KENAI, Alaska (AP) — Miller Energy Resources has agreed to pay $5 million to settle allegations that it inflated the value of its Alaska oil and gas properties by more than $400 million.
The Jan. 12 settlement brings an end to a U.S. Securities and Exchanges Commission investigation into the parent company of Cook Inlet Energy, The Peninsula Clarion reported.
The SEC charged Miller Energy, two former executives, and one of its former accountants of fraudulently inflating the values of the company's Alaska properties by more than $400 million beginning in January 2010. Between 2010 and the announcement of the charges in August 2015, the company's stocks had increased from about 60 cents per share to nearly $9 per share.

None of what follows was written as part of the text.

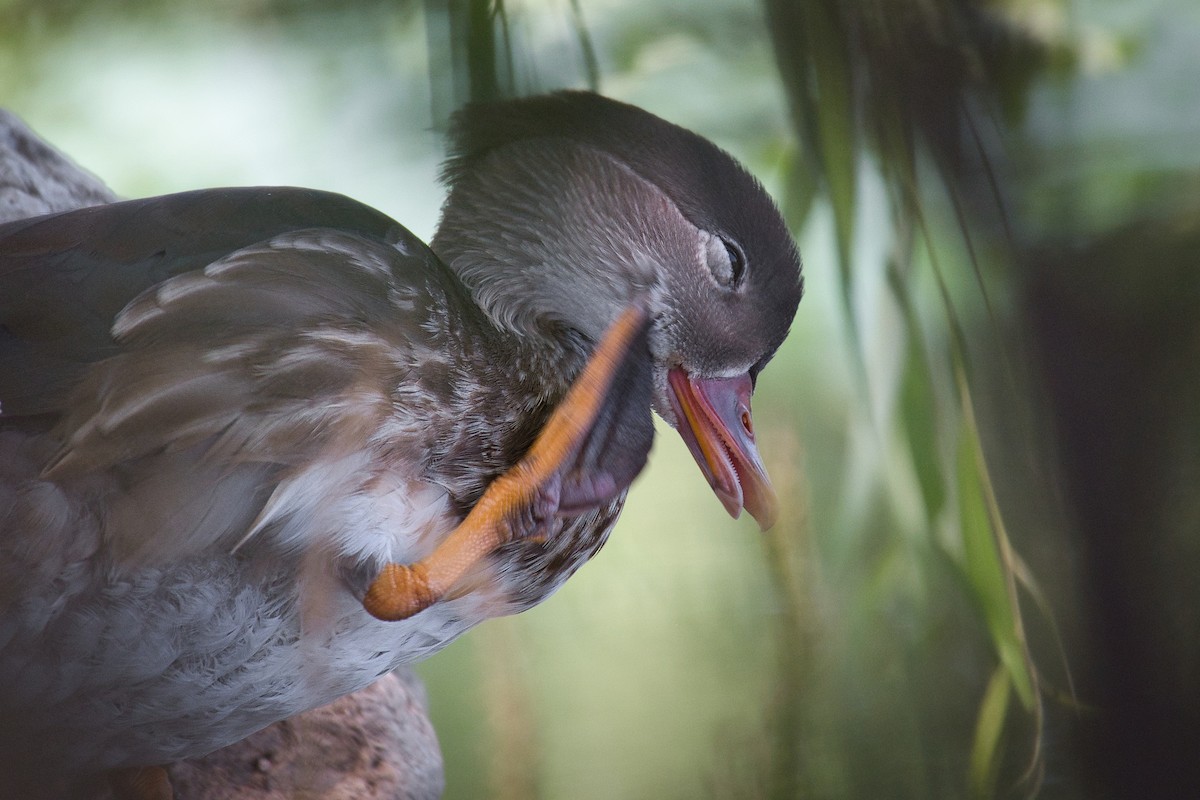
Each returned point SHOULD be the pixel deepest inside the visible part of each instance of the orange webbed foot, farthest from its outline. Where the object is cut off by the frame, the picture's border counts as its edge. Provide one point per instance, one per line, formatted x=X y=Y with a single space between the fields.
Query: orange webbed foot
x=141 y=783
x=516 y=498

The company's then-CFO, Paul Boyd, double-counted fixed assets and then-CEO of Alaska operations David Hall knowingly understated expenses, according to the SEC's cease-and-desist order in August 2015.
The SEC also accused an accountant from now-defunct accounting firm Sherb & Co. of failing to thoroughly investigate the company's financial statements.
Miller Energy purchased its Alaska properties for $2.25 million in 2009 and later reported them at a value of $480 million.
"When computing their estimate of fair value, Miller Energy and the CFO failed to consider the existence of numerous, readily apparent data points strongly indicating that the assets were worth substantially less than the $480 million value Miller Energy recorded," according to the settlement.
Boyd and Hall presented a faulty report as the total fair value of the oil and gas reserves and "refashioned" an insurance study that misrepresented the value of the company's assets, the settlement said. "As a result of the foregoing, Miller Energy overvalued the Alaska assets by more than $400 million."
As part of the settlement, the company has agreed to unregister all its stocks and provide documents and employees to testify about the violations.
The settlement comes after Miller Energy filed for bankruptcy protection in October, citing the decline in oil prices, lower-than-expected drilling production and the withdrawal of a private lender's promise of $165 million to restructure debt for the filing.
If the bankruptcy court accepts the company's plan for restructuring, the $5 million settlement will become a "general unsecured claim." The fine would then be paid "consistently with the payments made to Miller Energy's other general unsecured creditors," according to the SEC decision.
Miller Energy will have to pay the SEC in installments if the bankruptcy court rejects its plan. The company would have until 2019 to complete the $5 million payment.